Mit steigenden Exporten von Agrarprodukten wie Soja und Rindfleisch in die EU wird der Entwaldungsdruck, vor allem im brasilianischen Amazonasgebiet und dem Cerrado, vermutlich weiter zunehmen (amerika21 berichtete). Zum Waldschutz heißt es im geleakten Anhang zum Handelsteil, dass "die EU und der Mercosur ein Zwischenziel für die Verringerung der Entwaldung um mindestens 50 Prozent gegenüber dem derzeitigen Stand bis 2025 festlegen".

Die Frage, wie die Einhaltung von vereinbarten Umwelt- und Nachhaltigkeitsstandards überwacht werden kann, ist für die Akzeptanz des Abkommens in Europa entscheidend. Das weiß auch die EU-Kommission, will aber auf Sanktionsmechanismen verzichten, wenn vereinbarte Ziele und Standards nicht eingehalten werden. Stattdessen will sich die EU auf "partnerschaftliche Überwachungsmöglichkeiten" verständigen. Beispielsweise könnten mit Hilfe von bestehenden Satellitensystemen die Kontrollmöglichkeiten lokaler Behörden im Amazonas und Cerrado weiter ausgebaut werden.

Ferner kritisieren die Organisationen fehlende Transparenz und Partizipation der Zivilgesellschaft bei der Aushandlung des Abkommens, während Automobil- und Agrarlobbyisten einbezogen werden. So "wurde die Zivilgesellschaft bisher sowohl in der EU als auch im Mercosur aus den Verhandlungen über das Abkommen ausgeschlossen. Erst ein Leak hat den Verhandlungsstand der Öffentlichkeit zugänglich gemacht", heißt es in der Pressemitteilung.

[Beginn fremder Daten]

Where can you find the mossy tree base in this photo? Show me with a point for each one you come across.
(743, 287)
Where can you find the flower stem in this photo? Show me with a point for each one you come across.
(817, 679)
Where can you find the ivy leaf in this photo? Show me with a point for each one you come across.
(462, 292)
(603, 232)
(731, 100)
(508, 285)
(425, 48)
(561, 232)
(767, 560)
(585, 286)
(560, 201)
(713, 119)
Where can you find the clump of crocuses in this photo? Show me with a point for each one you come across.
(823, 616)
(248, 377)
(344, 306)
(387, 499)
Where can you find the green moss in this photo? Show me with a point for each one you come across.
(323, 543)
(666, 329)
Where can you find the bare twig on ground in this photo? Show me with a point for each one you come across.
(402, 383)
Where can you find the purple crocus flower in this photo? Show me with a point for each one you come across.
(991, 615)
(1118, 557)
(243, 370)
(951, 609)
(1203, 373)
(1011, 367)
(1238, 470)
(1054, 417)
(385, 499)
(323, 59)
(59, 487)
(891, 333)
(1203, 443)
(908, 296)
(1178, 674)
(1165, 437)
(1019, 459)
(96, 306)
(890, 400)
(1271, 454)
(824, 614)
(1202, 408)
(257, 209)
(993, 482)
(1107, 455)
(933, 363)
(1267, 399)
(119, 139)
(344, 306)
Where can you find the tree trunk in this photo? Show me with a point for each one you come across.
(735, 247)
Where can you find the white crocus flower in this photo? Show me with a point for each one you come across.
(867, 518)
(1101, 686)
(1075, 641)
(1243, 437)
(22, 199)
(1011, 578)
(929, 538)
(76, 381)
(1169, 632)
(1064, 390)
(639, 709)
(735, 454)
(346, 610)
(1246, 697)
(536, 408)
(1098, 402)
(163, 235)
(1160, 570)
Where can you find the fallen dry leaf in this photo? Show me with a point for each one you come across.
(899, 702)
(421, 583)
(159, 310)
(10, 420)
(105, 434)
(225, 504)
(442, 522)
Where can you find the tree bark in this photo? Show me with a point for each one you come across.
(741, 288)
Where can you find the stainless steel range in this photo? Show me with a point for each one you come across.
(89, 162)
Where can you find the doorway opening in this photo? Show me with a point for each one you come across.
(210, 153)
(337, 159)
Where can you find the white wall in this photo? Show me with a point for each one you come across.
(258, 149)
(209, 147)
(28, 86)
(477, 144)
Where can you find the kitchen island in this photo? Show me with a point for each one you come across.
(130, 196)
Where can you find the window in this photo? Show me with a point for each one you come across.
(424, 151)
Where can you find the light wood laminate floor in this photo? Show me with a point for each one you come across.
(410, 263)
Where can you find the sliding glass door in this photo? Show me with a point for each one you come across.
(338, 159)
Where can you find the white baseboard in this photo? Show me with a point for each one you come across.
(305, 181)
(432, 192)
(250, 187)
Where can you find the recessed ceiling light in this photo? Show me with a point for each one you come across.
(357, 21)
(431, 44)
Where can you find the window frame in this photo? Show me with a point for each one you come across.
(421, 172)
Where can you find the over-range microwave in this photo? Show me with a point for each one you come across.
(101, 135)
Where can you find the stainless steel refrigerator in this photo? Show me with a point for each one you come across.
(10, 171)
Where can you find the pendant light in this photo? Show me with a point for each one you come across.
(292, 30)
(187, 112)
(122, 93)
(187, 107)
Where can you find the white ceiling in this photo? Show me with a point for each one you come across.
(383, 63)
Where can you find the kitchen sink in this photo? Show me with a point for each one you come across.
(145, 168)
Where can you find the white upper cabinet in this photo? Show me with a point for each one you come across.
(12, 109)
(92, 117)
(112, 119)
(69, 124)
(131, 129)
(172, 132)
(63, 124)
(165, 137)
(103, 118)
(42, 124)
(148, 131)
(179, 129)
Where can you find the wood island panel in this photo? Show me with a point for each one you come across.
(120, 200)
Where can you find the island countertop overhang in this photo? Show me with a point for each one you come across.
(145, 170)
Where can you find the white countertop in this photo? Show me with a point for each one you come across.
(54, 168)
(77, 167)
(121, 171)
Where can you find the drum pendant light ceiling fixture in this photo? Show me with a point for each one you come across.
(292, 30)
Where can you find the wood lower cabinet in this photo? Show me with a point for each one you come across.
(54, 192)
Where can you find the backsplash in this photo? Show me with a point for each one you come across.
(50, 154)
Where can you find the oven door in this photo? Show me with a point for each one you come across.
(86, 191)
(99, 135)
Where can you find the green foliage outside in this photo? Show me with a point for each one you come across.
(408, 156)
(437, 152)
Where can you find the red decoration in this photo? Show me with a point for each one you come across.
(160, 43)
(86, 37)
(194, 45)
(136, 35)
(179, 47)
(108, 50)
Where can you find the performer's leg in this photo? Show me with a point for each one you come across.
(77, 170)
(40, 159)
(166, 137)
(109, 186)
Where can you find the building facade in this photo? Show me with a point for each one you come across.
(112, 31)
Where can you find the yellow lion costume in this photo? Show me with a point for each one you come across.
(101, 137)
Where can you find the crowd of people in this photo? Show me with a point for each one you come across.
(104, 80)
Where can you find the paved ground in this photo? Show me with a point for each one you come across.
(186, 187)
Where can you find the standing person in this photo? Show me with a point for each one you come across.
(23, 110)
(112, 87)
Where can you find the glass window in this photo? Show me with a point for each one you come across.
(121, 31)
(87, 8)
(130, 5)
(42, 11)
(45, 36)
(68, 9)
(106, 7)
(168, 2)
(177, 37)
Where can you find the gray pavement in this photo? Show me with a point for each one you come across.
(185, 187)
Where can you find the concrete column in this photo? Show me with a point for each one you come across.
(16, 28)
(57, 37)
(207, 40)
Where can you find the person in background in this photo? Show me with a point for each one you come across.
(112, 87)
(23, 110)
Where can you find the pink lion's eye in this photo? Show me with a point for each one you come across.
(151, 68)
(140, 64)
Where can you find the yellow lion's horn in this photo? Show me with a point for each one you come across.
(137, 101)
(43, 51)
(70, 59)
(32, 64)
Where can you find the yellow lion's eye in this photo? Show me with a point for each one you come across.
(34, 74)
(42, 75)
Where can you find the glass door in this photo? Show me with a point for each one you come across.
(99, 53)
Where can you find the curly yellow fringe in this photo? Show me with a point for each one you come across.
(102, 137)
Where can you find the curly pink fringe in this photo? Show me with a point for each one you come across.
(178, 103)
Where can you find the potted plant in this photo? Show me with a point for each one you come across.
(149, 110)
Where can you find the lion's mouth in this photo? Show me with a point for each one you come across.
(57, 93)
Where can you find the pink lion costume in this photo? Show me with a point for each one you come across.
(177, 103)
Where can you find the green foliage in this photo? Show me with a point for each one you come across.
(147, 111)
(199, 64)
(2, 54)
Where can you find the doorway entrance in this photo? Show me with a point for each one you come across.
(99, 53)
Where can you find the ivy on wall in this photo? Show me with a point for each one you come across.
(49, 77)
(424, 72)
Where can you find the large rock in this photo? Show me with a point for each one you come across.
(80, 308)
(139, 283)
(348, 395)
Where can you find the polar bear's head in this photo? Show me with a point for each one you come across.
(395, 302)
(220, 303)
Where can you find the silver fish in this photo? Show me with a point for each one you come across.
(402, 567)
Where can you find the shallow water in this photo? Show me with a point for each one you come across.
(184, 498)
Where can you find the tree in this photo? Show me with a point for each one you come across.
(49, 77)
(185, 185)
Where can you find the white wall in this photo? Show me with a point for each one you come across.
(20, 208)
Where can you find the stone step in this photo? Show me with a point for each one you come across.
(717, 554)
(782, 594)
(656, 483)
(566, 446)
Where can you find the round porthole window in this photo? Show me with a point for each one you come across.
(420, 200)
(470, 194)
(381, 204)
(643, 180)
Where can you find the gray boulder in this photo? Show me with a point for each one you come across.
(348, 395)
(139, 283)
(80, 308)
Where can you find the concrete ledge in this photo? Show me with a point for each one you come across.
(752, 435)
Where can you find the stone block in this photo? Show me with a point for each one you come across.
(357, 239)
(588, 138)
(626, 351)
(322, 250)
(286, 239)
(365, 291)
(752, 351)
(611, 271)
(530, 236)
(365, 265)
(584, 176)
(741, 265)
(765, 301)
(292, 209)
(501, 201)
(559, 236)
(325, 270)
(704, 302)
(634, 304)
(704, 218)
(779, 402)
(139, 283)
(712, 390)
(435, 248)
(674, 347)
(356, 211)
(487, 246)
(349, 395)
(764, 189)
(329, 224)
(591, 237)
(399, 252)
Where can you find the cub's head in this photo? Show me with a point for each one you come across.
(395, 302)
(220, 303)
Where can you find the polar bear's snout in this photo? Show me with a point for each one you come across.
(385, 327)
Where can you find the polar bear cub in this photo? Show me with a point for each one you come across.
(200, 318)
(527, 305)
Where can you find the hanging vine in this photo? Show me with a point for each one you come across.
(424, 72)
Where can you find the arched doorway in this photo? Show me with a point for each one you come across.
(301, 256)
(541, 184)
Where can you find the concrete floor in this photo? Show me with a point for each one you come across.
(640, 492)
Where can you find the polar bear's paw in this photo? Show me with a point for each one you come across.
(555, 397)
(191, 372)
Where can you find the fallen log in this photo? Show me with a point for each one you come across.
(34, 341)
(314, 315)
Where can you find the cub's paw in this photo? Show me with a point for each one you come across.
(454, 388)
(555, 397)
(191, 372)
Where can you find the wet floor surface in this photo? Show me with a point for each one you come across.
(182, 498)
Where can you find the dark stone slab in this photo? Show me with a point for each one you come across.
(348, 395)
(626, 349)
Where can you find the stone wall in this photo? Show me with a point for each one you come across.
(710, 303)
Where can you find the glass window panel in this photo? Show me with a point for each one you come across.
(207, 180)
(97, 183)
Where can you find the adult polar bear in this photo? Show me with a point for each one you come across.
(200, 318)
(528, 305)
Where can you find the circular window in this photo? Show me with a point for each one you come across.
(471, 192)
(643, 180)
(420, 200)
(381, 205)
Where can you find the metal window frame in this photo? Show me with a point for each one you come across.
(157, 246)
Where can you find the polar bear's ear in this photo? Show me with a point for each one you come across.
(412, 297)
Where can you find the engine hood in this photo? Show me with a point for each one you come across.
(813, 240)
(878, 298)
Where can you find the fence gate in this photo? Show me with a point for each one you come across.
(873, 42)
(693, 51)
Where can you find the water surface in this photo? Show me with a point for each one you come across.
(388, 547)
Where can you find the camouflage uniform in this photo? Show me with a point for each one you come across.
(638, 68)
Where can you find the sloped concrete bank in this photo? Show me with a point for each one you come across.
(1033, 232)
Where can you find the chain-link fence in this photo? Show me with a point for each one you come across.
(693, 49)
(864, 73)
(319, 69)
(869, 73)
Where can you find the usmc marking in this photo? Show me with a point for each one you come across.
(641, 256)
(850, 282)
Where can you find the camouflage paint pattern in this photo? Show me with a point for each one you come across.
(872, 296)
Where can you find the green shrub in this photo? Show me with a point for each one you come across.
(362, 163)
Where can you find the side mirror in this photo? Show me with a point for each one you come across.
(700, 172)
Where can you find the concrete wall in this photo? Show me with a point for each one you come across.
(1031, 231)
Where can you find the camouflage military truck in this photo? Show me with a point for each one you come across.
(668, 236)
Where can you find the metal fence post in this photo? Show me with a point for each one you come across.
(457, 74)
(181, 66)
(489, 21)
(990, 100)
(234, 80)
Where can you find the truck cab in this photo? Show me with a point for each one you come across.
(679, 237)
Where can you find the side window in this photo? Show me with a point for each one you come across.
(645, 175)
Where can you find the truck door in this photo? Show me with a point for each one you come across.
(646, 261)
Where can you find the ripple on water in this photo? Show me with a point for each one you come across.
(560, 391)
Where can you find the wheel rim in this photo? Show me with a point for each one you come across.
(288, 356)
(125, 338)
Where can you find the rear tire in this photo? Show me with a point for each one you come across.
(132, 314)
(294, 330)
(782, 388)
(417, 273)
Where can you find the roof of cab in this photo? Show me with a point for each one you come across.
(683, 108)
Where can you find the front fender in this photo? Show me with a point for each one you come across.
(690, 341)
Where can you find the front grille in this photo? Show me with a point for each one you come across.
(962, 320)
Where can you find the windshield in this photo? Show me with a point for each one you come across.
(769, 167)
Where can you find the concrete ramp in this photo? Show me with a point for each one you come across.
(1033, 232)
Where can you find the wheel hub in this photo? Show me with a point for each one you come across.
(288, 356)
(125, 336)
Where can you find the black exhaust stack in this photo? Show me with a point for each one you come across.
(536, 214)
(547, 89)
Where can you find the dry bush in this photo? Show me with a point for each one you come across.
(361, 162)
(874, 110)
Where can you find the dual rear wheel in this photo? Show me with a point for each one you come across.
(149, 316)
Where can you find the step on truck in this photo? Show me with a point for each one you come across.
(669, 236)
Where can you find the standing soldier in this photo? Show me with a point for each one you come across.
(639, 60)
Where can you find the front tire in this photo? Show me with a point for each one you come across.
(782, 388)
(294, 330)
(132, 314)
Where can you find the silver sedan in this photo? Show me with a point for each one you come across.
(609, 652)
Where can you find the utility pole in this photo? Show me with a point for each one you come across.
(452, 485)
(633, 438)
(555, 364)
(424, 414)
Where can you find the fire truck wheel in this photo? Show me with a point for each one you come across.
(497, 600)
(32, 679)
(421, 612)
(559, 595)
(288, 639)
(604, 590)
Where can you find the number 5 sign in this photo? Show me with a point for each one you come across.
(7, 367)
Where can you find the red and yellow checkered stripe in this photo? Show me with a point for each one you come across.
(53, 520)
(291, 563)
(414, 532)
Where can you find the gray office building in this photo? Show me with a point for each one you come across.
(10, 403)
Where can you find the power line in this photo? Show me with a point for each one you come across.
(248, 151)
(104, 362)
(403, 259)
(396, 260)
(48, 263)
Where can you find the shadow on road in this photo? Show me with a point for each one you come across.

Auch die Fraktion der Partei Die Linke im Bundestag kritisierte in einem jüngsten Antrag, dass eine unverbindliche Zusatzvereinbarung nicht ausreiche, um Arbeits-, Umwelt- und Menschenrechtsstandards und insbesondere die Rechte der indigenen Bevölkerung zu gewährleisten.

Die Parlamentarier fordern die Bundesregierung auf, der Unterzeichnung des Abkommens nicht zuzustimmen und sich gegenüber dem Rat und der Kommission dafür einzusetzen, dass der Ratifizierungsprozess gestoppt werde.

Dass es zu einem Verhandlungsstopp kommt, scheint zum jetzigen Zeitpunkt unwahrscheinlich. Um das Assoziierungsabkommen schnell durchzubekommen, plant die EU-Kommission offenbar, den Handelsteil des Abkommens vom politischen Teil abzuspalten. Dieser Kniff würde es ihr erlauben, den Vertrag mit Zustimmung des EU-Parlaments in Kraft zu setzen, ohne dass die Parlamente der einzelnen EU-Mitgliedsstaaten das Abkommen absegnen müssen.

Die Linke fordert daher in ihrem Antrag, dass sich die Bundesregierung dafür einsetzt, den Handelsteil nicht getrennt von dem Rest des Abkommens zu behandeln und so dafür zu sorgen, dass neben dem Rat der Europäischen Union und dem Europäischen Parlament auch alle nationalen Parlamente über ein gänzlich neu verhandeltes Abkommen entscheiden.